Mencius Yawen’s thoughts were fueled by Silicon Valley giants such as Peter Thiel, and were accelerated in Trump’s victory in the election, subtly affecting many people inside and outside Silicon Valley.Although some of the people we contact in Silicon Valley may not have read Mencius Yawen’s articles, or even don’t know this person at all, many of the thoughts in their minds are shaped by Mencius Yawen.For example, technology first, efficiency first, and elite governance.They are not concerned about the issues that are plaguing the American people and the world as a whole, but are more focused on how to build a “small universe of technological innovation” in the Bay Area.Their ideal order often emphasizes the replacement of political consultation by technological means, capital and computing power as sources of legitimacy, public responsibility is simplified to return on investment, and society is conceived as a company that needs management and optimization.Some people summarize this arrogant worldview in Silicon Valley as “technical aristocratic.”

I personally think that in a small area on the earth, it is the pride of human civilization that has long existed such a pretentious and infinite creativity.There is no need to ask people in every part of the world to understand the righteousness so deeply.As long as they can continue to innovate, make them arrogant.However, we should also realize that not all questions can be answered in Silicon Valley, and Silicon Valley does not care about many things.

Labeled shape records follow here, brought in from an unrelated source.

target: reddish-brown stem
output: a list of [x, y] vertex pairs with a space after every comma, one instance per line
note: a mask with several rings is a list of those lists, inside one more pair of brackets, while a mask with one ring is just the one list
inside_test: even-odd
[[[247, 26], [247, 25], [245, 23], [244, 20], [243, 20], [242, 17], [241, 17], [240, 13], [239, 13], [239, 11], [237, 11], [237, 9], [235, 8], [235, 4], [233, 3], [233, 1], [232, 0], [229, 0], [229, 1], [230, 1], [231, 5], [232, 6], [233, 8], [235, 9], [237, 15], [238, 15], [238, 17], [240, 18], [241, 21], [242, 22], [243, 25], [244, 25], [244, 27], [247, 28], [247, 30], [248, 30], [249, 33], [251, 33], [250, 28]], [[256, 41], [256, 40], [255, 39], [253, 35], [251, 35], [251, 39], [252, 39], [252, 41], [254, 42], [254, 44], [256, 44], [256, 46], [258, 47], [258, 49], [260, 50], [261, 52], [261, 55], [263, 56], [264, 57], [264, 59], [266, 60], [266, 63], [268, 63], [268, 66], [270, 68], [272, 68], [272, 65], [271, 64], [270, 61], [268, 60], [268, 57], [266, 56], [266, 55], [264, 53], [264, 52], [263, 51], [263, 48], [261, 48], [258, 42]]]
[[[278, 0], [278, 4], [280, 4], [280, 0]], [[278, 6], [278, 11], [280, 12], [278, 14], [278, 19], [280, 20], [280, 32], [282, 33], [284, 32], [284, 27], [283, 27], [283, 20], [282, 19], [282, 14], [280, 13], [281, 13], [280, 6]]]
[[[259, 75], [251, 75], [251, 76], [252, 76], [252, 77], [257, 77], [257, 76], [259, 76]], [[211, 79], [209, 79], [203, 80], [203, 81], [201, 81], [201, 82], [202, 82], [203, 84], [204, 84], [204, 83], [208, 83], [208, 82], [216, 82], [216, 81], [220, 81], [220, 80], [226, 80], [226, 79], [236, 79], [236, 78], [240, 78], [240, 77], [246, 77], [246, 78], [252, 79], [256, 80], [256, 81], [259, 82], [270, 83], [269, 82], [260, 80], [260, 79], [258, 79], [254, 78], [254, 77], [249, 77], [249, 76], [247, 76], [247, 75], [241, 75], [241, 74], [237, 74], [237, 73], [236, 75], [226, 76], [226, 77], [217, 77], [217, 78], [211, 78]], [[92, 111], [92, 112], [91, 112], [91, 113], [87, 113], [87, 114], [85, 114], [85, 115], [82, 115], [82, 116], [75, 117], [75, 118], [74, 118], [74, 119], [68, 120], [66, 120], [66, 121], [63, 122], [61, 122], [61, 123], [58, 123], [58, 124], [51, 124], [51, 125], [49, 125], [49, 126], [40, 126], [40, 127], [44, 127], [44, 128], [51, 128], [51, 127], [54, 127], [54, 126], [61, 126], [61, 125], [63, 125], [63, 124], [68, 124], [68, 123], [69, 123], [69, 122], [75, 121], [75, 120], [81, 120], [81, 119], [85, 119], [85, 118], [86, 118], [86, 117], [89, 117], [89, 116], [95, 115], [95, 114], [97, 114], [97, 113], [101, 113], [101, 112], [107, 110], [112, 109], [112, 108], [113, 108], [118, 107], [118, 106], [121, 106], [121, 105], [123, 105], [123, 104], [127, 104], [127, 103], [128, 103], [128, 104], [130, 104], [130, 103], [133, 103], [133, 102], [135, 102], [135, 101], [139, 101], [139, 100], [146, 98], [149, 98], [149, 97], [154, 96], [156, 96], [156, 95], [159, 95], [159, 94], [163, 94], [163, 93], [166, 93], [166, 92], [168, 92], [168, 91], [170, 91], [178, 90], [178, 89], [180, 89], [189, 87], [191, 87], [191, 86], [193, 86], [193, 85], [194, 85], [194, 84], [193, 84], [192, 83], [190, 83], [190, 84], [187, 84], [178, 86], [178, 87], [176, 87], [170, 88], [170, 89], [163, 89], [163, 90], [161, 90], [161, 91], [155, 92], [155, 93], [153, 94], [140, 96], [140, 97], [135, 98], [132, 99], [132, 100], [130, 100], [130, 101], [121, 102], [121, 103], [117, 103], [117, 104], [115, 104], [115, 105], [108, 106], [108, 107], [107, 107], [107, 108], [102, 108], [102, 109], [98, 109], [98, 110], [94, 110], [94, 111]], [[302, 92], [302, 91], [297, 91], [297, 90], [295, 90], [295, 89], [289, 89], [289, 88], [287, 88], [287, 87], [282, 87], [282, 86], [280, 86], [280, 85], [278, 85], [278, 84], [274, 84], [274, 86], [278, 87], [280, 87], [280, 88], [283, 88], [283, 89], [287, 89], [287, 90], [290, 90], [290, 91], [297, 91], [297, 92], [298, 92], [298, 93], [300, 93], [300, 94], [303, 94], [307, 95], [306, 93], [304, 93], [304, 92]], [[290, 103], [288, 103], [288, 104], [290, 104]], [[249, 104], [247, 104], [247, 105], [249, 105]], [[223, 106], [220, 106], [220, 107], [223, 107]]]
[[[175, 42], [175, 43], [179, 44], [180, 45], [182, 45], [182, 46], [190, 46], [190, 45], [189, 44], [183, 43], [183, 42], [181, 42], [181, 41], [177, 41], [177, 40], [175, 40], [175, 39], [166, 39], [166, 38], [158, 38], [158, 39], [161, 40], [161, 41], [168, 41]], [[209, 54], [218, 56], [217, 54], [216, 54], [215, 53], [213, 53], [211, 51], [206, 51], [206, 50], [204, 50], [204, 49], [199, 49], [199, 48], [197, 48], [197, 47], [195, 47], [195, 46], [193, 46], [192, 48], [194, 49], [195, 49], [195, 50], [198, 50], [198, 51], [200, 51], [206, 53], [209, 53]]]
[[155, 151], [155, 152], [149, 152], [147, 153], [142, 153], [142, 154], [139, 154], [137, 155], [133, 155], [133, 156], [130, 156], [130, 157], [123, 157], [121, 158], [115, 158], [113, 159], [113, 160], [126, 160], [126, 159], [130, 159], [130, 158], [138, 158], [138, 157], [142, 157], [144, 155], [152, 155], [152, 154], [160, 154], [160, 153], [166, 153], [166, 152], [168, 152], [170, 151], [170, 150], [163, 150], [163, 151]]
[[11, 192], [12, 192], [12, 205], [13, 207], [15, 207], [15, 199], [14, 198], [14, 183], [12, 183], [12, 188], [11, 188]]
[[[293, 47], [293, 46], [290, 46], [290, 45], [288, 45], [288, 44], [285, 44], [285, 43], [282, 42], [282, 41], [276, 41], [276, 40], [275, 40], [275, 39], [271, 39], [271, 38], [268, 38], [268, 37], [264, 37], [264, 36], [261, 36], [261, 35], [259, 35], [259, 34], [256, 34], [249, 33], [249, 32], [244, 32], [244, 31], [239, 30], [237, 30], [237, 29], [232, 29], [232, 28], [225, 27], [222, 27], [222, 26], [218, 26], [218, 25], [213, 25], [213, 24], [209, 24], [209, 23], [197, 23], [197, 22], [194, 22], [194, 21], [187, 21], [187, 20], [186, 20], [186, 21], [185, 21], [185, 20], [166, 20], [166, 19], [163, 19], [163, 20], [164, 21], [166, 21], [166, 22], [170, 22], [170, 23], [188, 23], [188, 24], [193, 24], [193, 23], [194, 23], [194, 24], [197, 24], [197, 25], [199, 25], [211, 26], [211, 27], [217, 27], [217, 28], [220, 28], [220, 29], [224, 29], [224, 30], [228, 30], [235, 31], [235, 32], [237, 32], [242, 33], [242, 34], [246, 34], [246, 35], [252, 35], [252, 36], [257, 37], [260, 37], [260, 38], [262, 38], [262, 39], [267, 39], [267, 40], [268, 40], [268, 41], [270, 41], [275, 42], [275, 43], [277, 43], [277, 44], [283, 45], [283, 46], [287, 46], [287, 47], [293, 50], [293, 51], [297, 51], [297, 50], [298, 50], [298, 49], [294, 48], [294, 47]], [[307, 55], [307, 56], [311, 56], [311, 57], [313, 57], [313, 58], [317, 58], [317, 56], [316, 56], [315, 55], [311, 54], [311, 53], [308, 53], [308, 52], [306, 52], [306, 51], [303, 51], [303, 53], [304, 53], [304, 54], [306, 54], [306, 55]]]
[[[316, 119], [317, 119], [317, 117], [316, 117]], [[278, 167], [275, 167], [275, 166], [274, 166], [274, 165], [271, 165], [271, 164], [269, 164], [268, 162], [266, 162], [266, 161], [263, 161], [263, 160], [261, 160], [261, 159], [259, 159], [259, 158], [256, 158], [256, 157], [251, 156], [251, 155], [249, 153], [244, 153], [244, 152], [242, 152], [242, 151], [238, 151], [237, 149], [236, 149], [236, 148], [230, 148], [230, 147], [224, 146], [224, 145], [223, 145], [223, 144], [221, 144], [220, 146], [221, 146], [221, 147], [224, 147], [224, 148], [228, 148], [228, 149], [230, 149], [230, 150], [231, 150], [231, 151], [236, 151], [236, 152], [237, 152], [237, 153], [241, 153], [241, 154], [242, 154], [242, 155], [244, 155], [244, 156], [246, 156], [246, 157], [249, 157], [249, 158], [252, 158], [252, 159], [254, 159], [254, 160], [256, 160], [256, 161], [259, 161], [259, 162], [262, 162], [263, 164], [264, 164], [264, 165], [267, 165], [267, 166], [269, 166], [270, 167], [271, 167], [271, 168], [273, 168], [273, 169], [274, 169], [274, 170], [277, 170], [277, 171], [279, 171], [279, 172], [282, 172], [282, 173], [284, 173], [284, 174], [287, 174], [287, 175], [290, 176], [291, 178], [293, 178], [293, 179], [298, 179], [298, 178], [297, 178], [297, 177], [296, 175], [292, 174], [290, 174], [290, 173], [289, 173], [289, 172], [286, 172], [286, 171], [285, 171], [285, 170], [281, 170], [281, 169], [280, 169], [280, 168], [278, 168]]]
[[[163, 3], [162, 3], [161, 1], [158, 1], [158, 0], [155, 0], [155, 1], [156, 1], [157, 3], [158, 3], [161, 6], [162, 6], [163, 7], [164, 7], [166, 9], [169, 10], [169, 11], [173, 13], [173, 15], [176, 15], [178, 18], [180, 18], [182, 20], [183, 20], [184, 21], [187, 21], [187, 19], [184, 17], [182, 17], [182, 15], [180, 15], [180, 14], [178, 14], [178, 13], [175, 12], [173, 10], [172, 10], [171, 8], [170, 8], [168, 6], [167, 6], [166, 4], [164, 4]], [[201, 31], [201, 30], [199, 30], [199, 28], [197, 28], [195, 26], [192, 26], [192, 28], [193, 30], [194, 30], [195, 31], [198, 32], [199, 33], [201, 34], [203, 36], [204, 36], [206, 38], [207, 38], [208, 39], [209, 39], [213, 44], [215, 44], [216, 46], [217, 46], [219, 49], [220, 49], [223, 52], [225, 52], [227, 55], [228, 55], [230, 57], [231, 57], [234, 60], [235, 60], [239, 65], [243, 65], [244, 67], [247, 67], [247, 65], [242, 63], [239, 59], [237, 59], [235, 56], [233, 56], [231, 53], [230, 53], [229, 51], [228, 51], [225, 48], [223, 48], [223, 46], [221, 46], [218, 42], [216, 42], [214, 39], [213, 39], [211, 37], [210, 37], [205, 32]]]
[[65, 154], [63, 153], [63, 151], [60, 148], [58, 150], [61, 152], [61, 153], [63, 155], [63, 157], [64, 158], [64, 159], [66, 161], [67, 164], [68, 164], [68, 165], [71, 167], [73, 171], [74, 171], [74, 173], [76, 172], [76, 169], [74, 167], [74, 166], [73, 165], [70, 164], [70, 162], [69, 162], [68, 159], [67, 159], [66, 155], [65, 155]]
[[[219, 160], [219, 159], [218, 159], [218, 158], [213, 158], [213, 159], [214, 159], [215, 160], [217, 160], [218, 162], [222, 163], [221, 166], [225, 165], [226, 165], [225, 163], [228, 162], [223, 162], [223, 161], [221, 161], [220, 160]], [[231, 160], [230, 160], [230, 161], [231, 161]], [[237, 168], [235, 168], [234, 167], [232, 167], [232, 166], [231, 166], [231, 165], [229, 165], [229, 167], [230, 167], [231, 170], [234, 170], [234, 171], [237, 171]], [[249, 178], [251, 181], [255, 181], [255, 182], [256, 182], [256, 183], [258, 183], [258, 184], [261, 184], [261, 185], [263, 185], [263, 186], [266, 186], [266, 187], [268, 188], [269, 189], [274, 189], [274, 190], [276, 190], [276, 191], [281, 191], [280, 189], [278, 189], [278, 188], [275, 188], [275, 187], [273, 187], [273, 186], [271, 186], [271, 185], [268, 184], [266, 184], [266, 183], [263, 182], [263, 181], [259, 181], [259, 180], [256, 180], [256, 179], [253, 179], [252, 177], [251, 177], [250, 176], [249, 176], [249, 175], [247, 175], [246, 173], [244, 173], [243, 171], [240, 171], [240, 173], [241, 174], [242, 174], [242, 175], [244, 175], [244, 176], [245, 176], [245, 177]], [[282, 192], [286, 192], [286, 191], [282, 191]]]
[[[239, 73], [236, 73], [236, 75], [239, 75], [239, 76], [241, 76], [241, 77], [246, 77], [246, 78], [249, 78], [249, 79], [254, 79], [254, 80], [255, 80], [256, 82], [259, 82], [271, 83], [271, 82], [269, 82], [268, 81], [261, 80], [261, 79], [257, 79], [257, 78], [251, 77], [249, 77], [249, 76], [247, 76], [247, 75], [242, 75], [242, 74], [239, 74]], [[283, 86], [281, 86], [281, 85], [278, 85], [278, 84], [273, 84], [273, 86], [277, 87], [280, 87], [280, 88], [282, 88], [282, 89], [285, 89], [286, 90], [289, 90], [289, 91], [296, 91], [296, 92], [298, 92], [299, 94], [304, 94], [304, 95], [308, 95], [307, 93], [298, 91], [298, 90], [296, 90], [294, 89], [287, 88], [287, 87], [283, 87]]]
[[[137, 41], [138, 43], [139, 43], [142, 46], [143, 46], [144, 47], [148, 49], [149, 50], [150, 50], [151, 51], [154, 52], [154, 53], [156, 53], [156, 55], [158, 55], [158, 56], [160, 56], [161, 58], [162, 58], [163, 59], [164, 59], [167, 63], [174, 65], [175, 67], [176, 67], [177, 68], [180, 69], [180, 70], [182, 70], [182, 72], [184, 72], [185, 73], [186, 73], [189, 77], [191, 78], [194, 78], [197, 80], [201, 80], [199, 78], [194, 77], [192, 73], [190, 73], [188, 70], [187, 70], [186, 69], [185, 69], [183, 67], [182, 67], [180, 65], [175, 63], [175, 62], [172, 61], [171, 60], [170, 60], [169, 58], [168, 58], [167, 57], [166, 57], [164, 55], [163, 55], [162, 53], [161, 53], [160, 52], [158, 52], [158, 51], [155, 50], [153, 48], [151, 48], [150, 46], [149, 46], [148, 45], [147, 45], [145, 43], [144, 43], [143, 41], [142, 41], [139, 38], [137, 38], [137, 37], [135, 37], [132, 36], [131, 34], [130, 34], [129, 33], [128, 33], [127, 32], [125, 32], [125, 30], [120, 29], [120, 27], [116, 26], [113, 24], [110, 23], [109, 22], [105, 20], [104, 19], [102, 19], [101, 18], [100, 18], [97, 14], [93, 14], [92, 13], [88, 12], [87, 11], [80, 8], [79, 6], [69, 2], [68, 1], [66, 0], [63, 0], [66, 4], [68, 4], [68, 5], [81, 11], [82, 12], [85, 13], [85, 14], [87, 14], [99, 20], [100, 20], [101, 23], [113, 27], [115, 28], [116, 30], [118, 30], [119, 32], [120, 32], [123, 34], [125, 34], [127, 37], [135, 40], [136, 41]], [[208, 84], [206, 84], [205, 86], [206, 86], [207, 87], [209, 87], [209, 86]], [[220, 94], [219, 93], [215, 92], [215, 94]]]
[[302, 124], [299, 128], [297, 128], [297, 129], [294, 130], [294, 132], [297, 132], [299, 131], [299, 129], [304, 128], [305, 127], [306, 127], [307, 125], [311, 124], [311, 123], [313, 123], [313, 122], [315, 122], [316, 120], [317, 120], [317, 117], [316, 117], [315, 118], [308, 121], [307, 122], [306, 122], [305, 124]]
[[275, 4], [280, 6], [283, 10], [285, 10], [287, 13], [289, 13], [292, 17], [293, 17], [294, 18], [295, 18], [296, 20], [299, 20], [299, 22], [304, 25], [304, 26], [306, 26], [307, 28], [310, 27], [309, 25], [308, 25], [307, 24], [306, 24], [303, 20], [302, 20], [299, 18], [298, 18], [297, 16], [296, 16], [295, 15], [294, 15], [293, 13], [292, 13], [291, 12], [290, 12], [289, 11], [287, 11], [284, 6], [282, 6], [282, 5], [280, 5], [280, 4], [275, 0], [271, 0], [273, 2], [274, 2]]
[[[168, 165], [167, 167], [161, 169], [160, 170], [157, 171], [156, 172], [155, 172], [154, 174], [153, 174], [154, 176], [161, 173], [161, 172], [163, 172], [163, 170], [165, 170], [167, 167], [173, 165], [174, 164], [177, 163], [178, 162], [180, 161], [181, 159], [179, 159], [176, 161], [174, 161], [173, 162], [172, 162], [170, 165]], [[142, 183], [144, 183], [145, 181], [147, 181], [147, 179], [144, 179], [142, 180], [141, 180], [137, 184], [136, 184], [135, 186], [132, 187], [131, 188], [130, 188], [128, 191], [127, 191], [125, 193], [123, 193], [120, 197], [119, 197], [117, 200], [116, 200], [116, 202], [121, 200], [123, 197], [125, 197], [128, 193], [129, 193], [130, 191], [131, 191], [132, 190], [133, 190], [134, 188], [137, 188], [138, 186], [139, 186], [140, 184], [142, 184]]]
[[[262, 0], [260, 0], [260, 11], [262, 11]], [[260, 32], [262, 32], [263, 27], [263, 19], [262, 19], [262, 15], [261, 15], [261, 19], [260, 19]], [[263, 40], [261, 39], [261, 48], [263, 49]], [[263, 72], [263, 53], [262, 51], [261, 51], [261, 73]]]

There is a view that Silicon Valley was not in the past and will not become a crypto center in the future, because crypto focuses on fairness, while Silicon Valley focuses on efficiency. The basic spirit of crypto is to be equal to all beings in the face of cryptography and smart contracts, which runs contrary to Silicon Valley’s technocracy.

I’m not sure if this view is correct.For the crypto industry, we should not hope to find all the answers in one place.But, I believe in Silicon Valley’s inclusion.Although Silicon Valley is not big, it should be able to accommodate AI and crypto.